# How is GBAtemp supported financially?



## monkeymachine (Dec 7, 2006)

Just curious, I mean, don't see any advertising or donation banners around.. I even double-checked my adblock


----------



## djgarf (Dec 7, 2006)

by the staff


----------



## Costello (Dec 7, 2006)

I pay for the hosting and the domain names, and our partner www.gameyeeeah.com offers me a little money in exchange for putting their logo on the front page 
	

	
	
		
		

		
			




Shaun used to pay Powweb (our previous host) and he also paid for the lifetime IPB license... mega expensive!

The policy of GBAtemp has always been to remain advert-free.
And I swear to you and to everyone, that it will remain advert-free forever.
Because what we care for before all is our members, our community, and we have absolutely no interest in profit.


----------



## Hero-Link (Dec 7, 2006)

hurray to the staff


----------



## mthrnite (Dec 7, 2006)

I've always wondered myself, and even tried to "purchase paid subsription" at one point, since this site is so worthy of my dollar.
It's a very special place, far and above what it appears as on it's surface.
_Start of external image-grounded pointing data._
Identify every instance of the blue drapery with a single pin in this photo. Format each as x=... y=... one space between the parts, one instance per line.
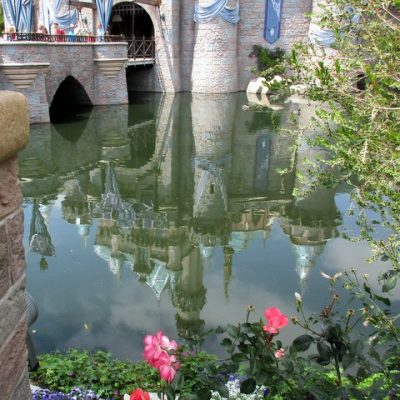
x=104 y=9
x=18 y=13
x=218 y=7
x=51 y=15
x=272 y=26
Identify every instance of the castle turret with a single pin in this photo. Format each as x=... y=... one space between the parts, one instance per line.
x=215 y=50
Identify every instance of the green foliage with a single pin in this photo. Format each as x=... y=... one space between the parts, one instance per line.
x=270 y=62
x=111 y=378
x=359 y=86
x=99 y=371
x=1 y=18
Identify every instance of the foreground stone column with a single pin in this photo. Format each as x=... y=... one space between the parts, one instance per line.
x=14 y=120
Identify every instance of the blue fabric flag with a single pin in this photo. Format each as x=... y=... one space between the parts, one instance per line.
x=272 y=26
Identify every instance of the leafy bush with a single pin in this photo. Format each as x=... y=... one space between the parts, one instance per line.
x=270 y=62
x=99 y=371
x=109 y=377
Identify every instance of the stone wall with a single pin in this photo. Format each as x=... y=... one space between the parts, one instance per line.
x=51 y=63
x=14 y=120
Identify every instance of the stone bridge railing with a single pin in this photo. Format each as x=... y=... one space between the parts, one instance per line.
x=37 y=68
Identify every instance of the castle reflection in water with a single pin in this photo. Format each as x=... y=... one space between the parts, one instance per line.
x=170 y=185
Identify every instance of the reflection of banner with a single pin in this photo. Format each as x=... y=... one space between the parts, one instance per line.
x=262 y=163
x=39 y=238
x=112 y=203
x=272 y=26
x=210 y=169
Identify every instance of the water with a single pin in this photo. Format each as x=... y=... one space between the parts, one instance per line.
x=171 y=214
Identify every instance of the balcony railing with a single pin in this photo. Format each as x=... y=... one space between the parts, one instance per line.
x=140 y=48
x=40 y=37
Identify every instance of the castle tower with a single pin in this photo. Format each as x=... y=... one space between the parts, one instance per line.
x=215 y=67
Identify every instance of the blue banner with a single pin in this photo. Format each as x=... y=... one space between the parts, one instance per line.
x=272 y=27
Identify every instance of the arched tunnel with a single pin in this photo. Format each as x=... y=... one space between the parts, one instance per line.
x=70 y=99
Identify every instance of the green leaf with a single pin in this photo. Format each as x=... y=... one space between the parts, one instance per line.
x=233 y=331
x=226 y=342
x=223 y=390
x=248 y=386
x=389 y=284
x=204 y=394
x=170 y=392
x=324 y=353
x=238 y=357
x=302 y=343
x=178 y=380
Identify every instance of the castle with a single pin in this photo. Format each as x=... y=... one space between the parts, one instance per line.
x=200 y=46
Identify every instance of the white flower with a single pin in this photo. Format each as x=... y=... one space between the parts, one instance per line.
x=326 y=276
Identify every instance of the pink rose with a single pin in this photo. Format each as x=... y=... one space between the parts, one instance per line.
x=167 y=365
x=155 y=345
x=275 y=320
x=157 y=349
x=138 y=394
x=279 y=354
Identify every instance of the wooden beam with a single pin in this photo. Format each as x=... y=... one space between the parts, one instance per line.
x=83 y=4
x=92 y=3
x=149 y=2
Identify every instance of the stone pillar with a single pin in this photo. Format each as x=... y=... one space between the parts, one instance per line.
x=14 y=119
x=215 y=67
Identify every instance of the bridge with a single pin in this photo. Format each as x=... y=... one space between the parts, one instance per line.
x=79 y=70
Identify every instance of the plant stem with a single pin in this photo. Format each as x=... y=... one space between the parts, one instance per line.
x=337 y=367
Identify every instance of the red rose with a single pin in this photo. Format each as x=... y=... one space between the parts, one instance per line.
x=138 y=394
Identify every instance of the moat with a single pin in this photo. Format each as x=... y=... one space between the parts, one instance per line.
x=173 y=213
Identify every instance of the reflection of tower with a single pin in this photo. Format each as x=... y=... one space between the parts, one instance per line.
x=228 y=260
x=75 y=205
x=112 y=128
x=306 y=256
x=213 y=119
x=39 y=237
x=189 y=295
x=111 y=201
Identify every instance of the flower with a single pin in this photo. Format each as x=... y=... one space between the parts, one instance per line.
x=279 y=353
x=157 y=352
x=155 y=345
x=167 y=365
x=275 y=320
x=138 y=394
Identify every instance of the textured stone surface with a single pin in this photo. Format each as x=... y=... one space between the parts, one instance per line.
x=13 y=360
x=66 y=59
x=13 y=355
x=14 y=124
x=12 y=308
x=10 y=192
x=209 y=57
x=5 y=278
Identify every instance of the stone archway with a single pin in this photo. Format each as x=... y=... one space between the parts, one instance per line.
x=130 y=20
x=69 y=99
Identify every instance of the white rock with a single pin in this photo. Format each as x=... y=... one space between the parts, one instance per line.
x=262 y=100
x=256 y=85
x=298 y=89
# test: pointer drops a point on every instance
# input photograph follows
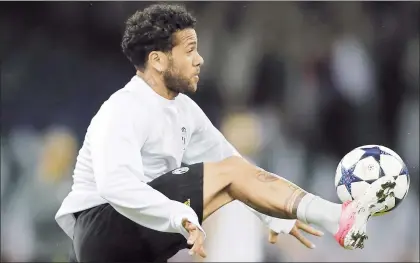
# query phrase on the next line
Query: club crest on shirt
(181, 170)
(184, 137)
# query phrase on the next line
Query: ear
(158, 60)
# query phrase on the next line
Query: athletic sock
(315, 210)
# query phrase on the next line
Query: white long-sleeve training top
(135, 137)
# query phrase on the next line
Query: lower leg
(268, 194)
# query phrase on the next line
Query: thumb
(272, 237)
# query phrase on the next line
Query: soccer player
(153, 167)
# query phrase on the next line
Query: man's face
(181, 75)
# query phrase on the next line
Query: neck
(155, 81)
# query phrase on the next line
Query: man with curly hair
(153, 167)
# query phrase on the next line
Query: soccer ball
(363, 166)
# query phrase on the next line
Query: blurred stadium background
(293, 85)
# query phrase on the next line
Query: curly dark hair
(152, 29)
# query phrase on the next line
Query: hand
(196, 239)
(273, 236)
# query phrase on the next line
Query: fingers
(295, 232)
(272, 237)
(195, 239)
(308, 229)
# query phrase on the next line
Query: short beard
(175, 82)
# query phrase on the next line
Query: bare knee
(219, 176)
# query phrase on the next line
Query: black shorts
(103, 235)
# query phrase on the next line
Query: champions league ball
(364, 166)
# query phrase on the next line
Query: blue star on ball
(348, 177)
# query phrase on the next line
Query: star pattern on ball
(374, 152)
(348, 177)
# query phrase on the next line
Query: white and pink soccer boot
(355, 214)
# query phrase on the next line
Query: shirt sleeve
(119, 132)
(209, 145)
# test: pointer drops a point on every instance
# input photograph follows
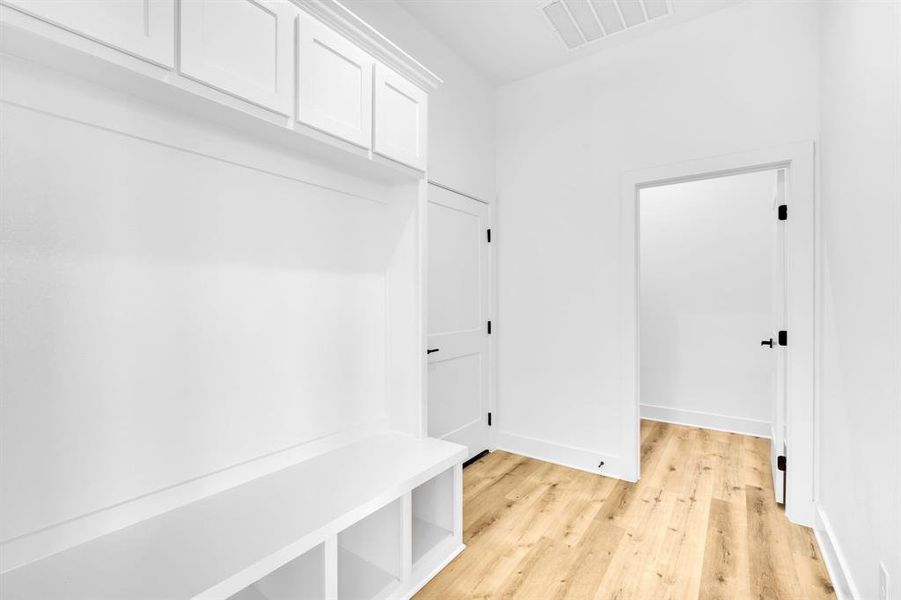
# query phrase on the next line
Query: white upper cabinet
(142, 28)
(334, 83)
(242, 47)
(401, 119)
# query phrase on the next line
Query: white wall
(706, 256)
(461, 111)
(741, 78)
(176, 300)
(860, 390)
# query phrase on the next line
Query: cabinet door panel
(242, 47)
(401, 119)
(334, 83)
(143, 28)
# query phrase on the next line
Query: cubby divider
(302, 578)
(433, 514)
(369, 555)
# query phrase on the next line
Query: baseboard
(564, 455)
(705, 420)
(834, 558)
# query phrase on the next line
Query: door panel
(242, 47)
(143, 28)
(780, 354)
(334, 83)
(458, 316)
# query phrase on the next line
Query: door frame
(801, 235)
(492, 311)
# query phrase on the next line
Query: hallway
(702, 523)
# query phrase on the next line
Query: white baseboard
(705, 420)
(834, 558)
(561, 454)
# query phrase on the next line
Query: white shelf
(359, 579)
(426, 537)
(220, 545)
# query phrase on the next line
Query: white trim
(798, 158)
(836, 564)
(706, 420)
(573, 457)
(342, 20)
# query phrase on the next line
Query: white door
(780, 353)
(458, 308)
(143, 28)
(241, 47)
(334, 82)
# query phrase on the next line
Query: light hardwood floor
(701, 523)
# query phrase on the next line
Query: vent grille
(580, 22)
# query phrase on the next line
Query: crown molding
(345, 22)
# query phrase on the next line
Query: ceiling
(511, 39)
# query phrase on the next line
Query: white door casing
(142, 28)
(801, 301)
(241, 47)
(458, 315)
(334, 82)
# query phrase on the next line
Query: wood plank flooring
(701, 523)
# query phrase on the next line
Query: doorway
(796, 161)
(712, 304)
(458, 319)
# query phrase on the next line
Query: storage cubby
(369, 555)
(433, 514)
(302, 578)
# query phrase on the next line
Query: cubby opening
(303, 577)
(433, 514)
(369, 555)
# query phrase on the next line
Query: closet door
(401, 119)
(143, 28)
(334, 83)
(242, 47)
(458, 314)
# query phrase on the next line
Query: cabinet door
(143, 28)
(334, 83)
(401, 118)
(242, 47)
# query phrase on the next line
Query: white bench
(375, 519)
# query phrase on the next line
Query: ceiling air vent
(579, 22)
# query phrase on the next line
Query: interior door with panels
(458, 314)
(401, 119)
(142, 28)
(334, 83)
(242, 47)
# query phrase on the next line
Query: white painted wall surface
(461, 110)
(859, 414)
(706, 255)
(741, 78)
(176, 299)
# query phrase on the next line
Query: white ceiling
(510, 39)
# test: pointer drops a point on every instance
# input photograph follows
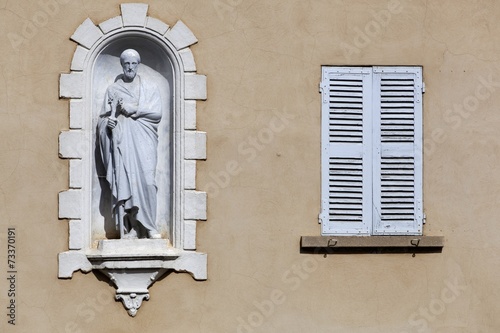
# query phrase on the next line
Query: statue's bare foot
(132, 234)
(154, 235)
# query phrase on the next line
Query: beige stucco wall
(263, 59)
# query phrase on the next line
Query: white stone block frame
(148, 261)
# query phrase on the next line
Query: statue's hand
(112, 123)
(128, 109)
..and his thunderous voice roared savagedly up at the sky,
"Sanctuary! Sanctuary! Sanctuary!"

- The Hunchback of Notre Dame


----------



## CCNaru (Dec 7, 2006)

you didn't know? Costello is actually Kobe Bryant.


----------



## shaunj66 (Dec 7, 2006)

We used to be hosted for free on m4d.sm, that was when Kivan and co were active. After they started disappearing we needed independence and control over our hosting so we moved to Powweb, and I paid the 2 years hosting out of my own pocket (about £120). Then we decided to upgrade IPB and all the staff chipped in and we managed to obtain an _expensive_ IPB lifetime licence (about £110). 
When Powweb started screwing us around we moved to another host with a dedicated server (Dedibox) and Costello, myself and Thug4L1f3 paid a third of the hosting cost each per month until Gameyeeeah offered to pay hosting in exchange for their small banner on the front page. The 
domain names are paid for by Costello himself.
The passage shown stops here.